BLORA, Tuturpedia.com – Di tengah riuh rendah demokrasi, muncul satu tipe politikus yang selalu setia hadir di setiap momentum: korban sakit hati politik. Mereka dikenal rajin mengkritik, konsisten menyindir, dan tak pernah absen menyalahkan kekuasaan—terutama ketika kamera tidak lagi mengarah ke wajah mereka.
Kritik dilontarkan bukan karena kebijakan, melainkan karena nama tak disebut. Opini ditulis bukan karena nurani, tetapi karena kursi tak kunjung datang. Semakin sepi panggung, semakin pedas kata-kata yang keluar. Kamis, (18/12/2025).
Uniknya, kritik mereka nyaris selalu personal, meski dibungkus jargon kepentingan rakyat. Setiap keputusan dianggap keliru, setiap pejabat dicurigai, setiap kebijakan dinilai cacat—kecuali satu hal: kemungkinan diri mereka sendiri yang tak dipilih.

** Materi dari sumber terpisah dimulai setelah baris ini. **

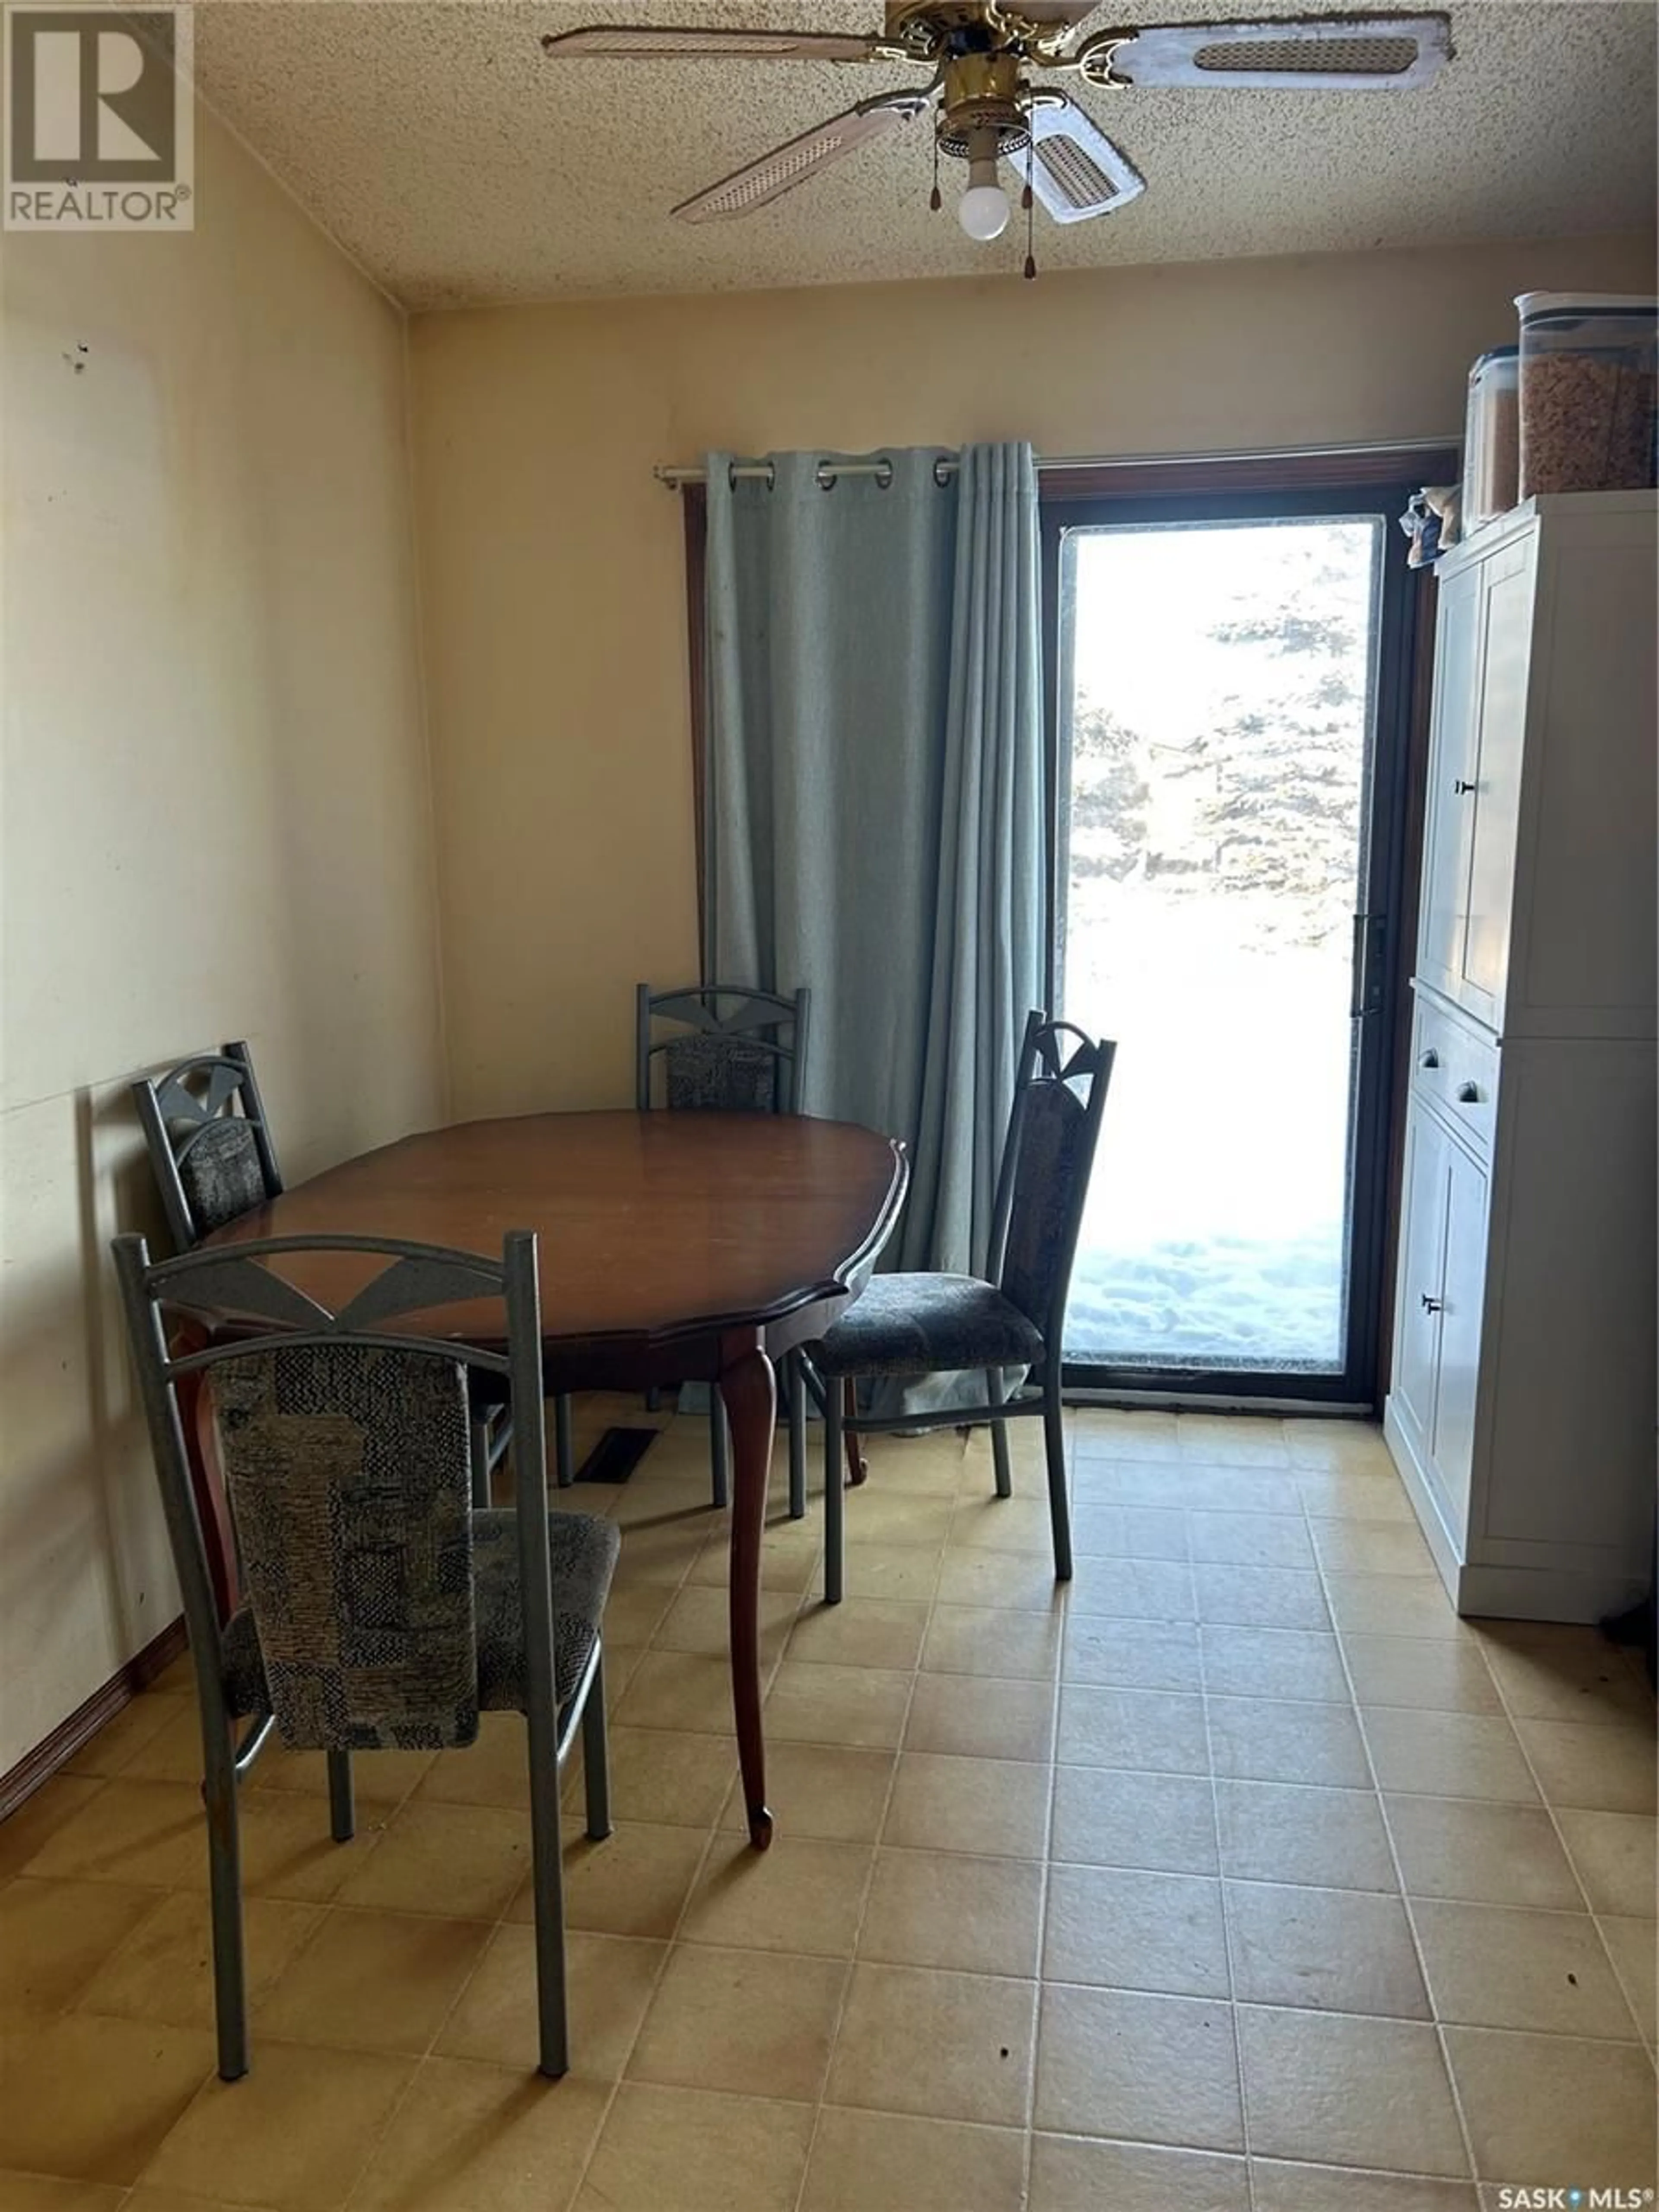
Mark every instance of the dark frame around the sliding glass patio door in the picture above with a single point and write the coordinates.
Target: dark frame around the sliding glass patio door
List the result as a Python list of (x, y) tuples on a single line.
[(1386, 928)]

“Kalau diajak bicara, itu demokrasi. Kalau tak diajak, itu oligarki”.
Ironi mencapai puncaknya saat para pengkritik abadi ini diam-diam terus memantau daftar jabatan. Mereka mencela kekuasaan di pagi hari, lalu berharap ditelepon di sore hari. Prinsip keras di depan publik, fleksibel saat pintu kekuasaan sedikit terbuka.

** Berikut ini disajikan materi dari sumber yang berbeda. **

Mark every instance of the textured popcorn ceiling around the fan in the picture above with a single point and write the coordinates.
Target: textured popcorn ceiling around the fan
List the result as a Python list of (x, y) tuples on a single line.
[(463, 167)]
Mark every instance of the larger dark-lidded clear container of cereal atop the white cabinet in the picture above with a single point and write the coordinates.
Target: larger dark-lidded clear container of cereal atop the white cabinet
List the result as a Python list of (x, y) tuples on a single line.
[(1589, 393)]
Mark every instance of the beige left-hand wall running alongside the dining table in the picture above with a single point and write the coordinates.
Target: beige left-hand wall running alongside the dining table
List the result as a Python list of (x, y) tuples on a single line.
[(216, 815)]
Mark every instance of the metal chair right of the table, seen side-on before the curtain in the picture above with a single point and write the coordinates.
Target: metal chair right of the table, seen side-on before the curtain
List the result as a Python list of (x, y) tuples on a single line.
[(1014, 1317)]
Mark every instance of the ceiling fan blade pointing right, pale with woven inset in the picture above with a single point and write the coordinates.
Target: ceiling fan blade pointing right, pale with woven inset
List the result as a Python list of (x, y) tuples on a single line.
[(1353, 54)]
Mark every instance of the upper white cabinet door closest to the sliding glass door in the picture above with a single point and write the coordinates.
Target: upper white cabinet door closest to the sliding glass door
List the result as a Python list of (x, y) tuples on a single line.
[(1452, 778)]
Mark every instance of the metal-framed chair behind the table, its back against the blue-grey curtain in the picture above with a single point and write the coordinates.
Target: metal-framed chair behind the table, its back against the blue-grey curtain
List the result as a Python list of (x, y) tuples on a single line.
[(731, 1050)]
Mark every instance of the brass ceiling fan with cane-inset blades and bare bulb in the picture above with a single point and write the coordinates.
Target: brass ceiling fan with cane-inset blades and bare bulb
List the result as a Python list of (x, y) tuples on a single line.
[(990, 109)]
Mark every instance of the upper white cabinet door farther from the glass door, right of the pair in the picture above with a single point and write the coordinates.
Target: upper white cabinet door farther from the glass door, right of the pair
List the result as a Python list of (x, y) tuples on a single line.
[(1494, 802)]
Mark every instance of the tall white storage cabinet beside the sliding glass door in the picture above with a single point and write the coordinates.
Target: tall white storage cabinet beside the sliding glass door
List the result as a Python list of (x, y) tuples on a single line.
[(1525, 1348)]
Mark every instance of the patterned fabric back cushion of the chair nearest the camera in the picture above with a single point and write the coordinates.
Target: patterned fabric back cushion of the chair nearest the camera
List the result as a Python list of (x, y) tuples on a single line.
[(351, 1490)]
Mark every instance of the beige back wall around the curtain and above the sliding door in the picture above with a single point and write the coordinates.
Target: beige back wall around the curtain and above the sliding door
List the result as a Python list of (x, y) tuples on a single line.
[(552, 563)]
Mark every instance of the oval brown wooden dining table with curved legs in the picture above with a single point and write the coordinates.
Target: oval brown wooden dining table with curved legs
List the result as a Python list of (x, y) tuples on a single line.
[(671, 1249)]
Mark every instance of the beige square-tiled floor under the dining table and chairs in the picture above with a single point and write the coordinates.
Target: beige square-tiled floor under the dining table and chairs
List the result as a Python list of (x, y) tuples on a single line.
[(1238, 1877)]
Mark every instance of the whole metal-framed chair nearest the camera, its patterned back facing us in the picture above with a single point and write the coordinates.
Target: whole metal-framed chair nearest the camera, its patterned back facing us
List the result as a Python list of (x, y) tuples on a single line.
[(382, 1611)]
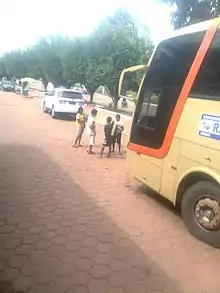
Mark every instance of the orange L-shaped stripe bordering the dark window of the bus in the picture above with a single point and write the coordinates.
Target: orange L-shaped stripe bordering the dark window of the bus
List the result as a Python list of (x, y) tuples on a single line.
[(162, 152)]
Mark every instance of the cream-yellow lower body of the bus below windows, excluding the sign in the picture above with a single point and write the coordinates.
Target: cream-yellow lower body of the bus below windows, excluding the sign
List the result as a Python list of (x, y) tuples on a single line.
[(189, 152)]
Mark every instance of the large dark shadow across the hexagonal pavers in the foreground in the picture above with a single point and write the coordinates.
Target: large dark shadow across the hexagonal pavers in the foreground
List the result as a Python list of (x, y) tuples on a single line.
[(54, 237)]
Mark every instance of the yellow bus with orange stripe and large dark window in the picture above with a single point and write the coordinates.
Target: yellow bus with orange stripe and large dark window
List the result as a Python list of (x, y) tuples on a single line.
[(174, 143)]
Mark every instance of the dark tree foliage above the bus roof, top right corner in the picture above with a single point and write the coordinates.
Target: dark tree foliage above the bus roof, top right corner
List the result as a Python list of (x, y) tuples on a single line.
[(193, 11)]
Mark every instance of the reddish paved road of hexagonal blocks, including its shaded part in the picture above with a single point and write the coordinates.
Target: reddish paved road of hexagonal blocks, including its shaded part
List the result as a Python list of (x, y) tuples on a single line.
[(74, 223)]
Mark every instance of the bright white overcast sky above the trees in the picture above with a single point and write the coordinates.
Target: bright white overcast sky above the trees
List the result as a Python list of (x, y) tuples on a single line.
[(24, 22)]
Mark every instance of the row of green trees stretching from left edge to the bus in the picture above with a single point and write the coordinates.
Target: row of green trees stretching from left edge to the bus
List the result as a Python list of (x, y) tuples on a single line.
[(95, 60)]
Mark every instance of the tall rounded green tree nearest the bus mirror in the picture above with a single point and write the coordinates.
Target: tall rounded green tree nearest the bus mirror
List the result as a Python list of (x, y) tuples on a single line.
[(120, 46)]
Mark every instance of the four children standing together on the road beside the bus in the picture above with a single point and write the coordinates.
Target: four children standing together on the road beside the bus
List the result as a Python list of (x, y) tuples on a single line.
[(112, 132)]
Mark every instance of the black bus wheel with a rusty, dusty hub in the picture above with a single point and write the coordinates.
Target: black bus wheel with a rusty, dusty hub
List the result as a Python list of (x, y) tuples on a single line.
[(200, 210)]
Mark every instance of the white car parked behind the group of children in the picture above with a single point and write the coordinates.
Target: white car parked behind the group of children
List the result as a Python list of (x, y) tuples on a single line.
[(63, 101)]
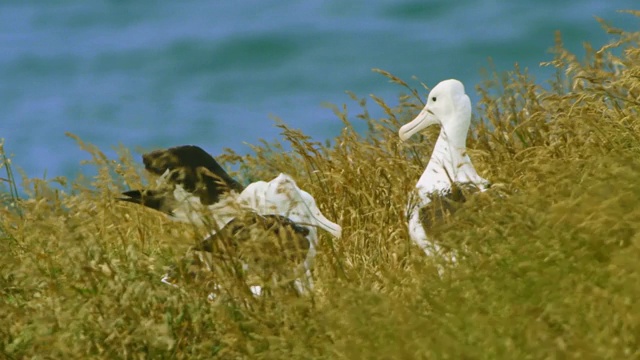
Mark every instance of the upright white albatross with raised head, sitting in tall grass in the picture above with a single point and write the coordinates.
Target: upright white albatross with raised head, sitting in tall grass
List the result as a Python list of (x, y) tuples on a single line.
[(449, 175)]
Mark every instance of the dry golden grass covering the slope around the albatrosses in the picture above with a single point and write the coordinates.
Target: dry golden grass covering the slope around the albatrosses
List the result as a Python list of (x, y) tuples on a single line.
[(549, 271)]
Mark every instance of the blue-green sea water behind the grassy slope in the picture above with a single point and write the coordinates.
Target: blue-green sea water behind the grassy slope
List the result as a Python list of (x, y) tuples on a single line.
[(149, 74)]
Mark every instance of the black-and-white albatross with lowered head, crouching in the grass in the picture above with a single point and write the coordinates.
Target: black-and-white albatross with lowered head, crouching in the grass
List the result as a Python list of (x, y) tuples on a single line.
[(274, 217)]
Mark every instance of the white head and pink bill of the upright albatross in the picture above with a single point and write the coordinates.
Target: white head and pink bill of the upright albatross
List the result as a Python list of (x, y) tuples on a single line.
[(448, 106)]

Lebih pedih lagi, kritik sering berubah menjadi amarah ketika pengakuan tak kunjung datang. Bukan kebijakan yang ingin diperbaiki, melainkan ego yang ingin diakui. Bukan sistem yang ingin dibenahi, tetapi wajah yang ingin tampil kembali.
Publik kini makin paham. Tidak semua kritik lahir dari keberanian. Sebagian lahir dari kekecewaan yang tak tersalurkan. Dan tidak semua oposisi sedang melawan kekuasaan—ada yang hanya tersingkir sementara, sambil menunggu giliran.
Karena dalam politik, yang paling bising sering kali bukan yang paling peduli,
melainkan yang paling belum kebagian peran.
Fenomena ini bukan hal baru. Di panggung politik, kritik sering kali bukan lahir dari idealisme, melainkan dari belum kebagian peran. Saat kursi masih kosong di depan mata, kritik diproduksi massal. Namun begitu peluang terbuka, prinsip bisa disimpan rapi di laci paling bawah.
Ironisnya, mereka tetap mengklaim diri sebagai oposisi sejati. Padahal, langkah kaki justru selalu mengarah ke pusat kekuasaan. Kritik dijadikan alat tawar, bukan alat perubahan.
Masyarakat pun diharapkan mulai jeli. Tepuk tangan kini tak lagi mudah diberikan. Senyum politikus yang dulu dielu-elukan, kini dibalas tatapan skeptis.
Karena pada akhirnya, rakyat paham satu hal sederhana: yang benar-benar kritis adalah mereka yang tetap berani bersuara meski tak dijanjikan jabatan.